Based on the simulation results in this section, when the true distribution is different from the assumed distribution, the parametric tolerance intervals can be sensitive to the model misspecification and the performance of the tolerance intervals can be problematic in terms of the covering proportion ρ and the degree of confidence α. Hence, it is desired to develop an appropriate approach to compute the tolerance interval when the true underlying distribution is unknown. To address the issue of model uncertainty in practice, one plausible solution is using the nonparametric tolerance interval which does not require a distributional assumption. From a simulation study for the performance of nonparametric tolerance interval under the four symmetric distributions considered here (results are presented in the Appendix, Tables 39–42), the nonparametric tolerance intervals do not perform as well as the parametric tolerance intervals computed under the correct distributional assumption, i.e., G=F, and the values of \({\hat {\alpha }}\) and \({\hat {\rho }}\) can be far from the pre-specified values. For the aforementioned reasons, we propose a model selection approach when there are potential candidate distributions under consideration.

Proposed model selection approach

5.1 Model selection based on maximum likelihood

In this section, we propose a simple model selection approach based on the maximum likelihood for the construction of tolerance intervals under model uncertainty in order to reduce the negative effect of model misspecification. We calculate the maximum likelihood of each candidate distribution and choose the distribution that has the largest likelihood. In other words, we are choosing a distribution that is most likely to be the true distribution when the true distribution is unknown.

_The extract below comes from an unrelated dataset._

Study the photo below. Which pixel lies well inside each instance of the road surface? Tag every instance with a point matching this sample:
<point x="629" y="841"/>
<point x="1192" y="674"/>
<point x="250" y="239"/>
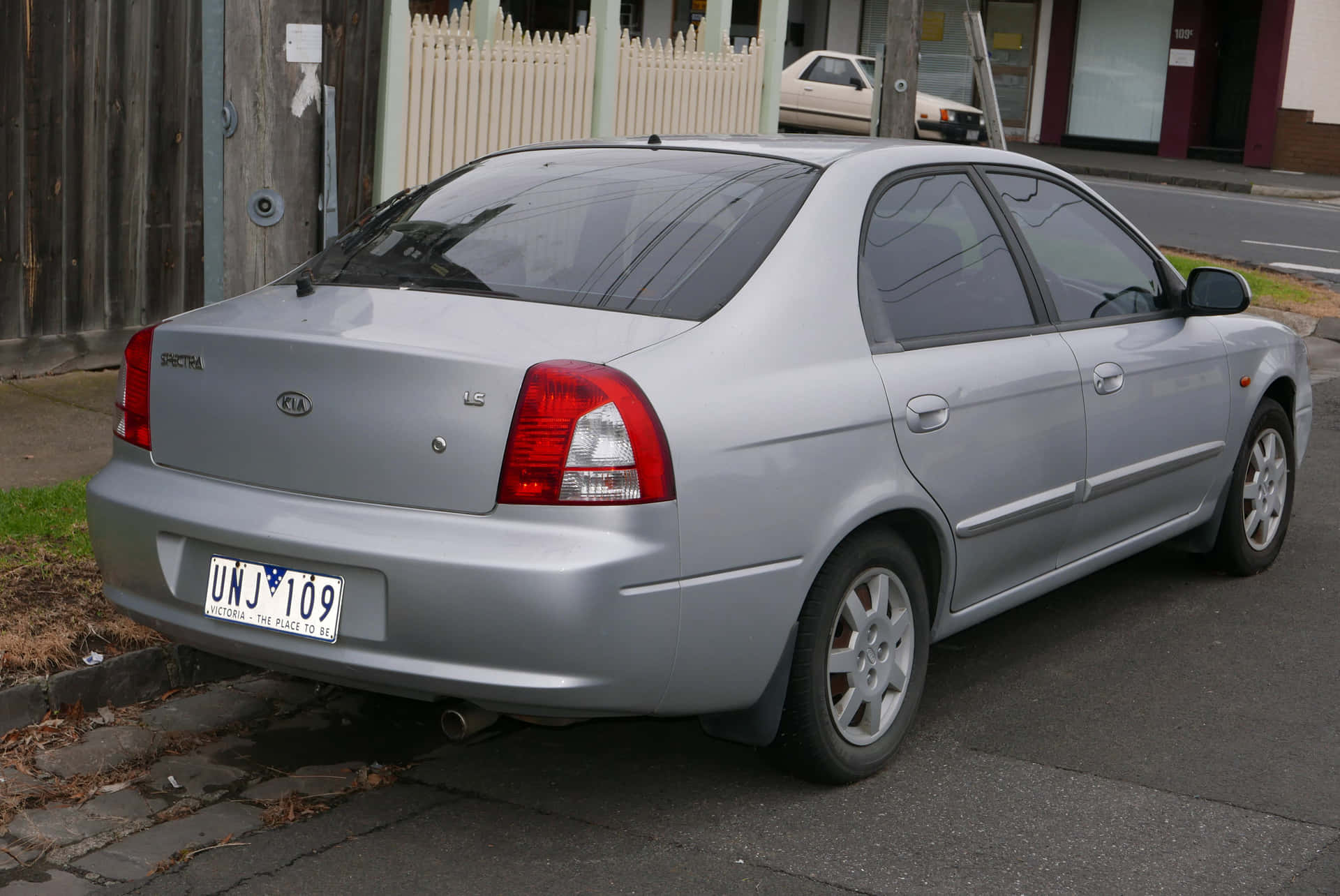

Then, we calculate the tolerance interval based on the selected distribution. The proposed model selection approach is summarized as follows:

  • Based on the random sample x1,x2,…,xn, compute the values of maximum log-likelihood for each of the candidate distributions. For example, for the four symmetric distributions considered here, we have the value of maximum log-likelihood based on normal distribution

    $$\begin{array}{@{}rcl@{}} L_{N} = \sum_{i=1}^{n} \ln \left\{\frac{1}{\sigma_{N} \sqrt{2\pi}}\exp\left[-\frac{(x_{i} - \mu_{N})^{2}}{2\sigma_{N}^{2}}\right] \right\}, \end{array} $$
    (21)

    the value of maximum log-likelihood based on Cauchy distribution

    $$\begin{array}{@{}rcl@{}} L_{C} = \sum_{i=1}^{n} \ln \left\{\ \frac{1}{\pi\sigma_{C}} \left[\frac{\sigma_{C}^{2}}{(x_{i}-\mu_{C})^{2}+\sigma_{C}^{2}}\right] \right\}, \end{array} $$
    (22)

    the value of maximum log-likelihood based on logistic distribution

    $$\begin{array}{@{}rcl@{}} L_{L} = \sum_{i=1}^{n} \ln \left\{\frac{\exp\left[(-\frac{x_{i}-\mu_{L}}{\sigma_{L}})\right]}{\sigma_{L}(1+\exp\left[-\frac{x_{i}-\mu_{L}}{\sigma_{L}}\right])^{2}} \right\}, \end{array} $$
    (23)

    and the value of maximum log-likelihood based on Laplace distribution

    $$\begin{array}{@{}rcl@{}} L_{P} = \sum_{i=1}^{n} \ln \left[\frac{\exp\left(-\frac{|x_{i}- \mu_{P}|}{\sigma_{P}}\right)}{2\sigma_{P}} \right]. \end{array} $$
    (24)

    The maximum log-likelihood based on the asymmetric distributions considered here can be computed in a similar manner.

  • Select the distribution that gives the largest value of the maximum log-likelihood as the assumed distribution G and compute the tolerance interval based on distribution G.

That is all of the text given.